Have you ever been to Butterfly beach in Montecito, California? One of the most beautiful scene in the area, walking on its sand is a real pleasure. Ocean, sun and palm trees, a dream place where if you wait for the tide to be low, you could be lucky enough to step on one of the forty-six-year-old sticky black vestige from the past… Wait what..? Were you expecting something else?
If you live in Santa Barbara, it is important to know that in January 1969, the third most devastating oil spill in the U.S history, occurred on its coast. A hundred thousand barrels in the ocean, from Goleta to Ventura. Only the 1989 Exxon Valdez oil spill in Alaska (500 000 barrels) and the 2010 BP oil spill in the Gulf of Mexico (5 million barrels), were worst.
A derrick called Platform A, owned by Union Oil at the time, suffered a natural gas blowout. Three million gallons of crude oil in the ocean, 200 000 gallons on the surface spread by the winds and swells into 800 square miles. The workers were drilling down 3500 feet below the ocean floor. While replacing a drill bit, a first blowout occurred, the level of substance used to maintain the pressure was too low. When they tried to cap that first hole, it only led to an even bigger accumulation of pressure and a more dramatic explosion.

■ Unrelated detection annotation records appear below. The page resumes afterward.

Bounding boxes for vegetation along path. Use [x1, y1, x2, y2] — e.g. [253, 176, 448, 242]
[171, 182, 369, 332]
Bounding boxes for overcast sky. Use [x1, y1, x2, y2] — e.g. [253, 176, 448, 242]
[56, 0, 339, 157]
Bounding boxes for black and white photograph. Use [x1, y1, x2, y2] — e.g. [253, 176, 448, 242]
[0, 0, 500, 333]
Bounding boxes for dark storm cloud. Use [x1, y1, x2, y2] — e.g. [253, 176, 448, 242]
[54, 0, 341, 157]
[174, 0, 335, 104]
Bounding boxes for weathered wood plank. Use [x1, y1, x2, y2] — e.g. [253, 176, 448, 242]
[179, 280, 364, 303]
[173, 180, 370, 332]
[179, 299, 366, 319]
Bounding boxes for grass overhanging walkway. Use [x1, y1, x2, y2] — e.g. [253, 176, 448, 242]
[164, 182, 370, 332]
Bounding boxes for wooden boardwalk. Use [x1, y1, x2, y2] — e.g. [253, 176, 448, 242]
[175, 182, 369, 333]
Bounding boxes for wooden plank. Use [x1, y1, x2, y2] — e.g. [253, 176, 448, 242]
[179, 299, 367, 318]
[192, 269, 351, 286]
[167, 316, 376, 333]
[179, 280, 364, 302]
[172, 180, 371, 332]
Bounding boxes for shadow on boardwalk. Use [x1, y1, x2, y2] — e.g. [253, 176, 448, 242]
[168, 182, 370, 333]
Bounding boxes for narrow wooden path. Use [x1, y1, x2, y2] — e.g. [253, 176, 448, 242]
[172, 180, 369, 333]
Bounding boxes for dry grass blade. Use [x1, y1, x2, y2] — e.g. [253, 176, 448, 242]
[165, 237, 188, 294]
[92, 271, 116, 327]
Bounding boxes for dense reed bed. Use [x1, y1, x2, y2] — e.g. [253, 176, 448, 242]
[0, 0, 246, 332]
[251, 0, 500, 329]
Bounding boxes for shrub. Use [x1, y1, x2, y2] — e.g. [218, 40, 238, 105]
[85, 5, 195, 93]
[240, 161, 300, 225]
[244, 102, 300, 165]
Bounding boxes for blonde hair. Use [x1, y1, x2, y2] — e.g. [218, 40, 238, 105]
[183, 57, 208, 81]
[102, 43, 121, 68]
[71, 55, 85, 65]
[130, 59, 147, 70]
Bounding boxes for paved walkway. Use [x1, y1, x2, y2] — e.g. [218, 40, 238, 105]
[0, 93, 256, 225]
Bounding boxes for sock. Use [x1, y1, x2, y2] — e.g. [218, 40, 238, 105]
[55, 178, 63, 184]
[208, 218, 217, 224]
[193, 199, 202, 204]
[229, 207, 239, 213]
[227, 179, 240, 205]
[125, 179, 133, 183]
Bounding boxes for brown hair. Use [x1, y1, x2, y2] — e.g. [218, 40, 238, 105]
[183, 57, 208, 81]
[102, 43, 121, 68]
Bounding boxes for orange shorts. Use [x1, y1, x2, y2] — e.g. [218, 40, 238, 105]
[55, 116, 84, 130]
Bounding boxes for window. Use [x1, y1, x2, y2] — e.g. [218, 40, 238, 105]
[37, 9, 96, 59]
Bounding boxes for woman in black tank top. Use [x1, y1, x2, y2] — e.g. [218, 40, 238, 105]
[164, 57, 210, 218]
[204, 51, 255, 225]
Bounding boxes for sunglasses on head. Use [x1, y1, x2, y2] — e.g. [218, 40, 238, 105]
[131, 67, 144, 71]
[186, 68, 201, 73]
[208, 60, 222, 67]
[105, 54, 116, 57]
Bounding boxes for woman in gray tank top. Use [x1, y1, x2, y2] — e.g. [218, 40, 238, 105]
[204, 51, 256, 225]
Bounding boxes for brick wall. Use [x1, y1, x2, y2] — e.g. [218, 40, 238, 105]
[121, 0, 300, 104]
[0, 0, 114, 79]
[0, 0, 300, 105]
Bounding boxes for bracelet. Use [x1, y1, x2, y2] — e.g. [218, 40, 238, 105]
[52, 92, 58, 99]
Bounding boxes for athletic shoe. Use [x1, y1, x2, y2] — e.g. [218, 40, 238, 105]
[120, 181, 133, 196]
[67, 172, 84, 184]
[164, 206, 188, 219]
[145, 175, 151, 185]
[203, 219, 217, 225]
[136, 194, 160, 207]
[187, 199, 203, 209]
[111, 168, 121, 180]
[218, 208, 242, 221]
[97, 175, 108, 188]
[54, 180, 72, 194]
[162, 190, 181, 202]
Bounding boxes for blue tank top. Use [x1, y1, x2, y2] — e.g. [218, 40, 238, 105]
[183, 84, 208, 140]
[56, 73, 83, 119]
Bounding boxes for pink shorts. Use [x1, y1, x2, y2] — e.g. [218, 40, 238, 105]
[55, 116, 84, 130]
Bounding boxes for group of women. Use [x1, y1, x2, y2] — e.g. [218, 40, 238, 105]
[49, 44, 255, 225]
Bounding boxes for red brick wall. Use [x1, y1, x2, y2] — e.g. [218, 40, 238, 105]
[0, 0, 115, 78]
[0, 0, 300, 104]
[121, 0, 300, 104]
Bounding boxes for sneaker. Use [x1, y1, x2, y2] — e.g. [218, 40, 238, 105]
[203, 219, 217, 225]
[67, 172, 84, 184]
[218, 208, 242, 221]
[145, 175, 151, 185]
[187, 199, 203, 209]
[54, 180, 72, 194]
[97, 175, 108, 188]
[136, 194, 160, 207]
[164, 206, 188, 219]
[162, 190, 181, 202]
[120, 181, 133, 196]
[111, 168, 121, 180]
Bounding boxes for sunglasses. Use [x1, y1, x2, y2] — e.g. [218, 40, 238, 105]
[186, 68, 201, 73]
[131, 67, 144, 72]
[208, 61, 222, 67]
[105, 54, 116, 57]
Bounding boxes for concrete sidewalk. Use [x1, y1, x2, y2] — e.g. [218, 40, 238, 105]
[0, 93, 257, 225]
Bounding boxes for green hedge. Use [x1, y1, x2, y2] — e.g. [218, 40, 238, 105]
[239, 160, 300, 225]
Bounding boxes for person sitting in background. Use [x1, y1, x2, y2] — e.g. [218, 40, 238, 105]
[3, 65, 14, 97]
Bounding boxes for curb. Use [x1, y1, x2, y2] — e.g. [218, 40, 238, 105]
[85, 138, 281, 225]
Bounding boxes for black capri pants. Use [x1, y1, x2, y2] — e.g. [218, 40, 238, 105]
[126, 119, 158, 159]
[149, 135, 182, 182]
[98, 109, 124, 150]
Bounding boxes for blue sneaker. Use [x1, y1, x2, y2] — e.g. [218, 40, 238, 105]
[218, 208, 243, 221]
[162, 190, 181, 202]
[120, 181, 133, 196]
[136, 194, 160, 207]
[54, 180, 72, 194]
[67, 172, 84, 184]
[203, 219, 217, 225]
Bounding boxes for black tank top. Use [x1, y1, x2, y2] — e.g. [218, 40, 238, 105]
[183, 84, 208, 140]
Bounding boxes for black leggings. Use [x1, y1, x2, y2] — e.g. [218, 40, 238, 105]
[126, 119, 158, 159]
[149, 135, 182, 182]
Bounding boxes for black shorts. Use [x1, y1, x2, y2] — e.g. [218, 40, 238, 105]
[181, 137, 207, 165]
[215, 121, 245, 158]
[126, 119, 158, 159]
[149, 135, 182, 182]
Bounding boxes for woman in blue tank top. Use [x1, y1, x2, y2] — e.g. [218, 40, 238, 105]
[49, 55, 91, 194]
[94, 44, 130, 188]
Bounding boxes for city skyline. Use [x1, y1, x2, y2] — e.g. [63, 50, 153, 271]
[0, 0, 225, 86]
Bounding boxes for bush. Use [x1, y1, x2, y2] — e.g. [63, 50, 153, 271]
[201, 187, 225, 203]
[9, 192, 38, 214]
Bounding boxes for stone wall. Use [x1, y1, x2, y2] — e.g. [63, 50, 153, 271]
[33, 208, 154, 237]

The ecological impact is still hard to fully evaluate. All the ocean’s related creatures were, and still are affected by what happened. At the Santa Barbara Wildlife Care Center, they focused on bird populations, an example in between land and sea, to better illustrate the consequences on our ecosystem. Around 4000 birds died by contact with oil. The Santa Barbara Zoo and other emergency treatment center for animal tried to save as many as they could, but only 30% of the treated survived. Many more species saw their population decrease considerably. As for the lucky ones who avoided it, the chemicals used to disperse the oil on the ocean’s surface made sure they would not survive. The president of Union oil Fred L. Hartley, declared that “I don’t like to call it a disaster, because there has been no loss of human life. I am amazed at the publicity for the loss of a few birds.”
“What is involved is the use of our resources of the sea and of the land in a more effective way and with more concern for preserving the beauty and the natural resources that are so important to any kind of society that we want for the future. The Santa Barbara incident has frankly touched the conscience of the American people.” (U.S. President Richard Nixon)

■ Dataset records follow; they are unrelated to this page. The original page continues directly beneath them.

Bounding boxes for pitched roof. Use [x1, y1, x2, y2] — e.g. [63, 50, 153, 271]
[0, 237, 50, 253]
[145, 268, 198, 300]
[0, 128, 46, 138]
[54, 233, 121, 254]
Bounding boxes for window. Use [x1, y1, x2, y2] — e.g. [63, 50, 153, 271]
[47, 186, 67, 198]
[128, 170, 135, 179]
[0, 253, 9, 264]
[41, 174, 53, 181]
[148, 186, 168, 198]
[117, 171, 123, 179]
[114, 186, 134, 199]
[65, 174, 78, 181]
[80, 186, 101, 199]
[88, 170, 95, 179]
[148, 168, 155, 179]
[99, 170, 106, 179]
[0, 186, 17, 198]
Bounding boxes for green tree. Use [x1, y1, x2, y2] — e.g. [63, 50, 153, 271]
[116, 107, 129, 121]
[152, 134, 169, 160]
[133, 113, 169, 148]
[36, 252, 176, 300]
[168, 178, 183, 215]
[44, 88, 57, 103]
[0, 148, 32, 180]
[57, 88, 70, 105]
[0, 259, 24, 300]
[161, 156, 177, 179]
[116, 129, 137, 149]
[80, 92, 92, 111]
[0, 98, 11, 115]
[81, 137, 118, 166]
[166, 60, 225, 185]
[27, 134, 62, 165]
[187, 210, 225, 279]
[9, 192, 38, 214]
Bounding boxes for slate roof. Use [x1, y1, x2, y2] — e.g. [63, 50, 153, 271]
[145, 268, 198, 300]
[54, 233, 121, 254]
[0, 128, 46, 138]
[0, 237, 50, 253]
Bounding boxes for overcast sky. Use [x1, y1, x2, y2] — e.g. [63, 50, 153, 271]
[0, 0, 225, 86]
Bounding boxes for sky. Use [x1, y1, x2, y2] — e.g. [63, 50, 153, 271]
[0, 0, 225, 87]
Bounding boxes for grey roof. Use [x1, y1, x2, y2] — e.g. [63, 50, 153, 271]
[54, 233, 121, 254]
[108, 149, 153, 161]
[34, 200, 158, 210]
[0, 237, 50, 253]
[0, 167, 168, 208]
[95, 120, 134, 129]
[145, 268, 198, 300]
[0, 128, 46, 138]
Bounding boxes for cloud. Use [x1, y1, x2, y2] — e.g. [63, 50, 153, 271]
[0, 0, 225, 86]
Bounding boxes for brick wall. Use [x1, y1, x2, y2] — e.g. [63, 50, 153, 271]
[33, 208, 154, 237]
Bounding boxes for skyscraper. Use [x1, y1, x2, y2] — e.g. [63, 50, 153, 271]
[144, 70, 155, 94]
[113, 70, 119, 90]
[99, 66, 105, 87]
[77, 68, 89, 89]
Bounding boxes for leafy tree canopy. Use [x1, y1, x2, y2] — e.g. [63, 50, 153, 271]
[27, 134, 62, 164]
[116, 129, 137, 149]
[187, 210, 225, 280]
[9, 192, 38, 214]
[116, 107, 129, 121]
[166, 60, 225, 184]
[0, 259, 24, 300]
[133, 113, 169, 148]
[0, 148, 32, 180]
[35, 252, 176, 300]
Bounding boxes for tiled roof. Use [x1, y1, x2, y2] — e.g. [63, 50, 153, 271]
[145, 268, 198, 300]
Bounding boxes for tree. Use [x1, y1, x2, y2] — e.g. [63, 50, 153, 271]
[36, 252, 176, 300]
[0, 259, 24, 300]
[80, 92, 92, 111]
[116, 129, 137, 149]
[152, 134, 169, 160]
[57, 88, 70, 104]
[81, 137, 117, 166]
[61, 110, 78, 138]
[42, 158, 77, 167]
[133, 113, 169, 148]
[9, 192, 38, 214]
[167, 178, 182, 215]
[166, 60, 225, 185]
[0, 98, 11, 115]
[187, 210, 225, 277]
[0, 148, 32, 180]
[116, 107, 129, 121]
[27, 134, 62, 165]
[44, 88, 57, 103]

President Nixon came to Santa Barbara on March 21, 1969. Horrified by the damages, and impressed by the cleaning efforts, he considered a halt to all offshore drilling. He also turned the buffer zone into a protected ecological area. However, the same year in August, the ban was lifted and drilling was allowed again. The same month a company called Sun Oil received the authorization to build a new derrick, adjacent to Platform A. The installation started on November 26. It took less than a year after the spill, for oil companies to drill offshore again.
What is to remember from this disaster, is how the local communities all participated to the cleaning efforts. Get Oil Out (GOO), an organization created in Santa Barbara few days after the oil spill, gathered more than 100 000 signatures for a petition convincing President Nixon to ban offshore drilling. Volunteers invaded the beaches and the animal rescue centers to help however they could. An Earth Day was created nationwide, still in place now a day. Many would say this 1969 oil spill initiated the “environmental movement”, and it all started in Santa Barbara.
“I had been impressed by the way energetic college students, shopkeepers, surfers, parents with their kids, all joined the beach clean-up. I saw a Montecito society matron transporting oily birds in her Mercedes.” (John McKinney, Nature writer)
Even 46 years after the spill occurred, its remnants can still be found. Not only reminding you how horrific the situation was, but mostly how strong a community can be, when acting as one.